There are medieval woodcuts of plants growing on raised beds. In Ireland before the famine crops were grown in lazy beds made by spade cultivation. Growing kitchen garden crops in rows is a modern system that came from field cultivation, where the crops were tended with horsepower, alleys were needed for the horse to walk on.
By the mid 1980s there were very few kitchen gardens left in Ireland, it was the preserve of eccentrics, greenies and hippies. But many of these eccentrics (myself included) were using raised beds. The recent collapse of the Irish economy has created a boom in kitchen gardening and most of these new Irish kitchen gardeners are using raised beds.
Raised beds have many advantages over row cultivation. The space that was used making room for the horse in drills, can be set to work growing crops. When space is limited raised beds will produce a much higher yield than rows. A crop like cabbage with broad leaves when planted close will form a canopy, smother weeds and save labour.
With raised beds the soil is not dug annually. This has three major advantages, first and most importantly digging is hard, time consuming manual labour. Second soil has a very complex microbial flora and fauna, with some microbes living close to the surface and some living deep. Digging inverts the soil, burying the surface life deep and bringing the deep life close to the surface. Disturbing the soils microbial life will not enhance productivity.

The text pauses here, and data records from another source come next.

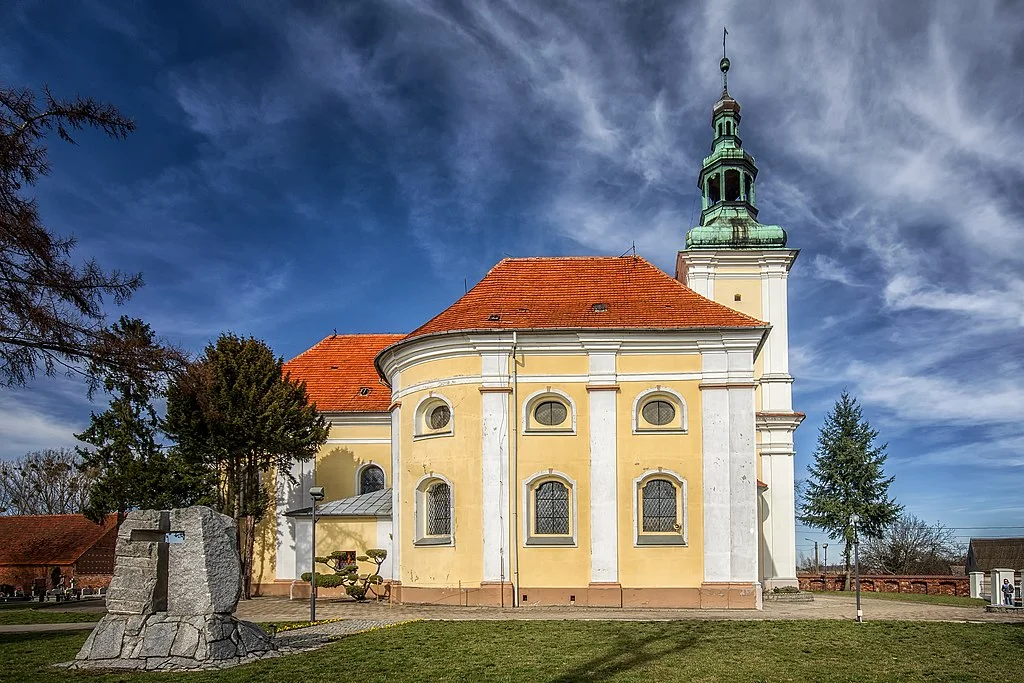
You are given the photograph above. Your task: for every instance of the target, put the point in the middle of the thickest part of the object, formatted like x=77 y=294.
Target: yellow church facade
x=586 y=431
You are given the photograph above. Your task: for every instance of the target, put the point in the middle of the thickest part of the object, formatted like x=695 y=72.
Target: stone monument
x=177 y=580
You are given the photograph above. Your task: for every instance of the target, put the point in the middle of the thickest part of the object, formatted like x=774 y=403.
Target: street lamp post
x=854 y=518
x=316 y=494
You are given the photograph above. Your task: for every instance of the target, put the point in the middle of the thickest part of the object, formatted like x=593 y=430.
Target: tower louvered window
x=658 y=413
x=439 y=510
x=659 y=506
x=371 y=479
x=551 y=508
x=550 y=413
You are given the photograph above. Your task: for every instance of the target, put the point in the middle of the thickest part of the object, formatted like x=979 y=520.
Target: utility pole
x=817 y=567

Third, fertile soil contains a vast bank of weed seeds. To germinate, a weed seed must be close to the surface. Every time the soil is dug a new crop of weed seeds are brought close to the surface, controlling these weeds after they germinate is a major job. By not digging, the weed seeds are left buried and the only weeds that need control are those that land on the surface of the bed.
In the damp Irish climate slugs are one of the most serious pests in the kitchen garden. They can devastate a bed of seedlings in a few hours. My raised beds are concrete and surrounded by concrete paths. There is no problem with slugs, because there is no dark, damp place for them to hide during the day. This is often not the case with timber beds, timber expands and contracts as it get wet and drys out. This can cause a small gap to develop between the timber and the soil, an ideal hiding place for slugs.
With beds compost is applied as a surface mulch and the worms carry it down. I built my raised beds nine years ago when we moved into our current house. I have never dug them since and do all cultivation with a hand fork and trowel. A few hours of leisurely work in spring and the ground is ready for planting, rather than many hours of digging, forking and raking.
Raised beds have only major disadvantage, it takes a lot of extra work to build them the first year. But this extra time is amply repaid in subsequent years, provided the beds are made of some long lived material like concrete or brick.